Simone Keller : Hidden Heartache

Simone Keller : Hidden Heartache

Intakt Records

Originaire du canton de Thurgovie, la pianiste suisse Simone Keller a défini clairement le propos de son ambitieux double album intitulé « Hidden Heartache » : mettre en relief le génie de compositeurs marginalisés, en particulier des femmes et des minorités, tout en explorant, via un livre associé, les thèmes de l’inégalité sociale et des relations de pouvoir inégales. On a ainsi droit à 100 minutes de musique pour piano écrites durant les 100 dernières années par des compositeurs comme Lil Hardin Armstrong, Julius Eastman, Irene Higginbotham, Ruth Crawford Seeger ainsi que quelques nouvelles œuvres créées en collaboration avec Simone Keller par des compositrices suisses Jessie Cox et Cristina Janett, par le joueur de oud et compositeur syrien Abathar Kmash, et par les compositrices américaines Julie Herndon et Jessie Marino. L’auditeur qui aborderait cette œuvre musicale sans en connaître le contexte sous-jacent n’a toutefois pas à s’inquiéter : entre classique et musique contemporaine, toutes les compositions sont de haut niveau et rien ne saurait justifier pourquoi les noms précités ne sont pas aussi connus que d’autres. L’atmosphère générale est plutôt calme, parfois méditative, mais avec quelques surprises comme le « Piano Study in Mixed Accents », dont le dynamisme et la construction non conventionnelle ne sont pas sans évoquer Arnold Schoenberg, ou les titres « Basalt » et « Blau » interprétés à l’oud par Abathar Kmash, ou encore la composition de musique contemporaine « Black / Blackness: After Mantra(s) » qui associe piano et électronique. Mais la pièce la plus emblématique est sans doute « Good Morning Heartache », une chanson écrite par la pianiste américaine Irene Higginbotham pour Billie Holiday qui l’a enregistrée en 1946. Pas moins de cinq versions instrumentales de ce thème mélancolique sont livrées ici dont quatre pour piano et trombone (joué par Michael Flury).

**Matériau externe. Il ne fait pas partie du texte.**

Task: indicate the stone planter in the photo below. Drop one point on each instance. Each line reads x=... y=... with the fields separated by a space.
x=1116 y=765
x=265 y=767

« Hidden Heartache » est un voyage poétique qui, en parcourant le siècle, passe forcément au-dessus des codes assignés aux styles de musique. Hétérogène par nature, la musique n’en est pas moins harmonieuse, marquée par les teintes néo-romantiques de ces belles compositions pour la plupart ignorées ou oubliées et qui méritaient bien d’être remises en lumière.